No, no se trata de un comentario de los resultados de las elecciones de la anterior semana, sino de la republicación de mi microrrelato más electoral, que compuse para consolar a los derrotados en las elecciones de todo tipo. No es la primera vez que lo cuelgo, pero quizá mis más recientes lectores no lo conozcan.
Por cierto, mi entrada de la semana pasada fue publicada antes del escrutinio de las elecciones autonómicas y municipales, así que mi conclusión no estaba dirigida ni a unos ni a otros en particular. A quien Dios se la dé, san Pedro se la bendiga, que se decía.
DERROTA ELECTORAL
La verdad es que él no había querido concurrir a estas elecciones.

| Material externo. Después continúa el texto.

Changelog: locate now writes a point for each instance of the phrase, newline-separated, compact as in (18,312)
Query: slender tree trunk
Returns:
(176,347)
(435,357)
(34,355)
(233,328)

Se había dejado liar. Claramente, no tenía madera de político. Hablaba bien, eso era innegable, incluso mejor que nadie, pero le faltaban los rasgos que configuran el perfil del político profesional. La doblez, por ejemplo. A él le gustaba ir con la verdad por delante, y ya se sabe que con semejante planteamiento no se puede llegar muy lejos.
Quizá desde una perspectiva externa se podría haber supuesto que su contrincante apenas tenía posibilidades frente a él. Pero tal hipotético observador externo estaba, a las claras, equivocado. Su contrincante, a pesar del abultado historial delictivo y de su aparente inadecuación (el “Hijo de papá”, le apodaban), acabada de conseguir el respaldo popular unánime. Quizá, bien mirado, también fuera problema del equipo que acompañaba a nuestro candidato. Bueno, “acompañaba” era un decir, pues ahora, en el momento de la verdad, le habían dejado tirado. En este instante en que su humillante derrota resultaba patente, sus compañeros de candidatura no aparecían por ninguna parte. Quizá ahora estuvieran incluso pactando con el adversario algún trato ventajoso, o, en el mejor de los casos, recluidos en la sede del partido, cabizbajos.
Pero él callaba. En realidad, no había querido concurrir a las elecciones. Había sido cosa del gobernador, y él se había dejado llevar. Tampoco es que el sistema electoral estuviera muy avanzado en aquella época. No había urnas, ni papeletas, ni siquiera voto a mano alzada. Tan solo la fuerza de las gargantas decidía el futuro del candidato.
–Suéltanos a Barrabás –insistían–. Y, a ese, crucifícale.